Is It Expensive to Buy Coconut Water?
The cost of coconut water does depend a bit on the brand you buy and how specific you are about processing and whether it is organic.
Some brands of coconut water are relatively inexpensive, but the ones that don’t use high heat pasteurization are often considerably more expensive.
What’s the Difference between Coconut Juice and Coconut Water?
Nothing at all.
The two terms mean exactly the same thing and they both refer to the liquid within coconuts.
Coconut water tends to be used most of the time, probably because the liquid does look like water.
However, coconut juice is probably more technically correct. After all, we use the term juice for the liquid from any other fruit or vegetable.
Why Is Coconut Water So Popular?
The huge following behind coconut water is kind of surprising.
Coconut water has been majorly popular among celebrities and many of them have been photographed with the drink.
Yet, in many ways the liquid is very simple.
While it may well offer some health benefits, it certainly isn’t the miracle drink that so many people claim.
This begs the question, why is the drink so popular then?
Part of the story is probably the low calorie nature of the drink. That makes it appealing for any celebrity watching their figure (which is most of them it seems).
The other part of the story is the way that celebrities tend to create and maintain popularity trends.
For example, Madonna is an investor in Vita Coco, as are a few other key celebrities. This makes them more likely to promote the drink among other celebrities, and Madonna alone is still a pretty major influence on behavior (54).
The rest of the population tends to follow in the footsteps of celebrities pretty readily.
A lot of us seem to feel that if celebrities approve of something, then it must be a good idea – although this really isn’t true.

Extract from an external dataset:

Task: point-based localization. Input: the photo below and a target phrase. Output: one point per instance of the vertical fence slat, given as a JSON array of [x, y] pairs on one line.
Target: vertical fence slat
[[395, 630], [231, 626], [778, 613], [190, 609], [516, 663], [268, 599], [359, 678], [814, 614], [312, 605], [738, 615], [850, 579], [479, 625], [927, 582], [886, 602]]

At the same time, many bloggers and websites are quick to praise coconut water.
These posts often involve hyped up claims without evidence supporting them.
Many people end up buying into this hype and promoting coconut water among friends and family, which makes coconut water even more popular.
There is one more reason too.
Coconut water naturally appeals to consumer because it is viewed (and promoted) as a natural product.
Aside from water itself, there are relatively few natural beverages that people can enjoy straight from the bottle.
Coconut water fills this desire nicely, and for many people this is much more appealing than any of the potential benefits of coconut water.
Why Is My Coconut Water Pink?
Raw coconut water will sometimes be pink, which can be surprising.
This happens because of the natural antioxidant and phenolic compounds in the liquid. It is a completely natural reaction and doesn’t mean that there is anything wrong with the coconut water.
In fact, plain coconut water turning pink can be an indication that you actually have raw coconut on your hands.
Coconut water is an interesting topic because there is so much hype and passion surrounding the drink.
Yet, in reality, coconut water does fall short of most of its claims.
Yes, there are some potential coconut benefits, including decreasing blood pressure, acting as an antioxidant and providing a good source of potassium.
Even in those areas, research is still in its very early stages.
In other areas, the claims of coconut water barely even make sense.
It certainly isn’t a natural alternative to sports water – unless you are drinking sports water when you shouldn’t be (i.e. casually) and it doesn’t hydrate any better than water or sports drinks.
At its heart, coconut water is a low calorie, sweet drink with little processing and no artificial ingredients (depending on the brand you choose, of course).
This makes it a good casual drink and the compounds within it may just help your health.
However, coconut water isn’t water and you do still need to be aware of how much you are drinking. Both the sodium content and the calories in coconut water can add up over time, and this is very easy to overlook.
So, enjoy coconut water by all means (I know I do). Just remember, it isn’t a miracle elixir, despite all the hype that surrounds it.